Audit Reveals Misallocation of World Bank Grant for Women’s Empowerment

Elizabeth Karungi
Officials from the Gender Ministry and Private Sector Foundation led by Kibenge (L) before the PAC. Credits: Parliament of Uganda

The Public Accounts Committee (PAC) has expressed concerns about the use of an 803 billion Ugandan shilling World Bank grant intended for the Generating Growth Opportunities and Productivity for Women (GROW) Project.

According to a report from the Auditor General, the grant was primarily meant to support established women-led businesses. However, a large portion of the money is being used for mindset change programs, infrastructure development, and competitions instead of directly benefiting women entrepreneurs with financial aid.




The GROW Project started in January 2023 and is set to end in December 2027. It aims to support female-owned enterprises across all districts, municipalities, and cities in Uganda.

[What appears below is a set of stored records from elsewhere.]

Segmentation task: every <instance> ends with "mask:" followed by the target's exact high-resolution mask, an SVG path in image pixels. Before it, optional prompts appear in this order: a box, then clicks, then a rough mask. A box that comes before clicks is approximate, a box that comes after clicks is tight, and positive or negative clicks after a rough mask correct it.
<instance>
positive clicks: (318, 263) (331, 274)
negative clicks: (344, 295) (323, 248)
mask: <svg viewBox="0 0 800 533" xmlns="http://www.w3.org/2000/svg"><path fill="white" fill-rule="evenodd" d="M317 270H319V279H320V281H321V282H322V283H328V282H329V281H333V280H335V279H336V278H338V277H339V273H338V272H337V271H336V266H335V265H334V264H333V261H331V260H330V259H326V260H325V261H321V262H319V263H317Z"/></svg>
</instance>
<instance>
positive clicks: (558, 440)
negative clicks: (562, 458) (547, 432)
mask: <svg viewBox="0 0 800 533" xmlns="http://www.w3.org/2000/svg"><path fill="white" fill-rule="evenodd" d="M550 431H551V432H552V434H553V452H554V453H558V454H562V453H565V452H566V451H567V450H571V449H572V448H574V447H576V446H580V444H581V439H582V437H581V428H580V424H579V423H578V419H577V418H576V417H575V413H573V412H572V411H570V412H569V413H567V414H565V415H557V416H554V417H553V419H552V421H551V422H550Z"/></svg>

During a meeting with the PAC on Monday, 17 June 2024, the Ministry of Gender, Labour and Social Development and the Private Sector Foundation revealed that only 133 billion shillings would go directly to women. Some of the funds would be given out as loans with an interest rate of 10 percent. Committee members pointed out that even though 10 percent seems small, it is still charging Ugandans interest on money that was received as a grant.




Committee Chairperson, Hon. Muwanga Kivumbi, expressed concern about the distribution of the grant. He highlighted that only 133 billion shillings out of the total grant was allocated to direct financial support for women-led enterprises. The rest of the funds were being used by the Ministry of Gender and the Private Sector Foundation, the project’s implementing partners, for other activities.

“In simple terms, out of the US$217 million, the only money available for women to borrow from is US$35 million. This is not acceptable,” Muwanga Kivumbi said.

Alex Asiimwe, the Commissioner for Labour, Industrial Relations, and Productivity at the Gender Ministry, stated that the grants would target sectors where women are predominantly engaged and have potential for growth and job creation. He mentioned that these sectors include agribusiness, manufacturing, and hospitality, especially focusing on food and beverages, as well as crafts and decorations.




Aggrey David Kibenge, the Permanent Secretary in the Ministry of Gender, told the committee that the grant’s foundation required a comprehensive approach even though it focused on women already in business. “The project is structured in a manner that does not address only the issue of credit because we could give women credit and they might still struggle to access that credit in a bank,” he explained.

Tororo South County Member of Parliament, Hon. Fredrick Angura, called for a re-evaluation of the grant’s allocation to ensure that a more significant portion directly reaches the women entrepreneurs.